Sir John Vickers: HSBC's HQ decision backs up my capital idea

So HSBC is staying put and the man who was asked by the Government to make the banking system safer says it isn't safe enough.

The two stories happily land on the same day. Happily because they are linked.

Sir John Vickers told ITV News that HSBC's decision to keep its global headquarters in the UK is good, if unsurprising, news but he feels it reinforces the point he is trying to land about the need for banks to hold back more capital than the Bank of England proposes to.

Sir John is clear that, as it stands, the Bank of England is not requiring banks to hit exacting enough standards.

He sees the collapse in bank share prices over the last two months as proof there is still a question mark about how resilient banks in Britain and elsewhere in the world really are.

"In markets' eyes we're not there yet," he told me. "There is more work to do before we can say we've got a robust enough banking system."

So what are the implications of HSBC's decision to keep its headquarters in the UK?

In December the Bank of England revealed our seven biggest lenders have been stress-tested to the point of disaster and had pulled through. We were told that "the long march to ever more capital" had come to an end.

Sir John believes the march should continue, saying: "I just hope the Bank of England will regroup, reconsider, think again and move things upwards."

The good news is Sir John believes the problems of banks that are too big to fail has almost been "solved to a substantial degree".

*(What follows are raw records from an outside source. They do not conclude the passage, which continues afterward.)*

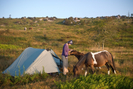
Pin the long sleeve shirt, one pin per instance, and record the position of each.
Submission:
(65, 50)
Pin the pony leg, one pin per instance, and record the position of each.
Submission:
(108, 68)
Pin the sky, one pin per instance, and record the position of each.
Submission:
(64, 8)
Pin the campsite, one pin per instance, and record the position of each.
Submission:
(29, 38)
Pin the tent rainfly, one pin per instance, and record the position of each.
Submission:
(34, 60)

Sir John's Independent Commission on Banking (ICB) was asked to look at ways of making the banking system safer and less dependent on taxpayer support.

In September 2011 its key recommendations were:

  • Banks "ring-fence" their traditional retail deposits and conventional lending from their riskier operations.

  • The biggest (and therefore the most risky) ring-fenced banks should be required to hold back an extra layer of capital - known as a "Systemic Risk Buffer" - to offset the risk of the loans they make and, if necessary, absorb losses.

The ICB set the additional Systemic Risk Buffer at 3% of a bank's Risk Weighted Assets and intended it to apply to six of our biggest lenders.

The graphic shows the level set for the Systemic Risk Buffer within the yellow band. Credit: Bank of England

Last month the Bank of England decided not to apply it to any of the lenders, a decision that has clearly upset Sir John.